The system efficiency is Net heat gained by the pot / net heat available in
the raw fuel.

 

Regards

Crispin

 

 

From: Stoves [mailto:stoves-bounces at lists.bioenergylists.org] On Behalf Of
Paul Anderson
Sent: Thursday, May 22, 2014 10:34 AM
To: Discussion of biomass cooking stoves; biochar at yahoogroups.com
Subject: Re: [Stoves] Collaborative Stove Design Workshop

 

Jock, Kevin and all,

Jock, please provide info/links etc about the Jerry Whitfield's new heater
that produces biochar [and please use a new Subject line].    Depending on
its price and capabilities, it might have a market for some affluent people.
Perhaps not enough to make it "profitable", but there is more to this
discussion and the needed actions than only about making profits.   [[
Similarly, the cookstoves-for-impoverished-people activities are not driven
only by profit motives  ---  although that is where the money seems to be
going. ]]   What has Whitfield offered?

Kevin, you wrote in your reply to Jock:    

#Given that the wood energy distribution is about 50% in the Char and 50% in
teh pyrolysis gases, a person wanting an efficient, effective and safe stove
would have to consume roughly twice as much fuel for the same stove effect.

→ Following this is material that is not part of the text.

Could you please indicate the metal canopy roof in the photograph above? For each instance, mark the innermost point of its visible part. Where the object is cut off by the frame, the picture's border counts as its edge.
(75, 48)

one correction:   in biomass, about 70% of the heat energy comes out with
pyrolysis (30 % stays in char).   But about 50% of carbon atoms are in the
char and in the released (usually combusted) pyrolytic gases.    And about
20% of weight is in the char and 80% of weight is gone via the pyrolytic
gases and moisture content.   Could be plus or minus 5 to 10% in all cases
depending on how a device is operated, and it varies with some biomass.

I learned from Tom Reed and others that it is the hydrogen in
carbohydrates    (C+O+H)  that gives the energy difference.   Otherwise you
would be correct that combustion of half of the carbon would give half of
the energy.    The other interesting fact from this that impressed me is
that the Oxygen released during pyrolysis (from within the fuel, not from
the surrounding air) will readily "combust" with the Hydrogen to give H2O,
probably in the instant of pyrolysis that releases those atoms in a hot
environment.   There is some surplus H that comes out with the pyrolytic
gases, but how much is beyond my training and interests in chemistry.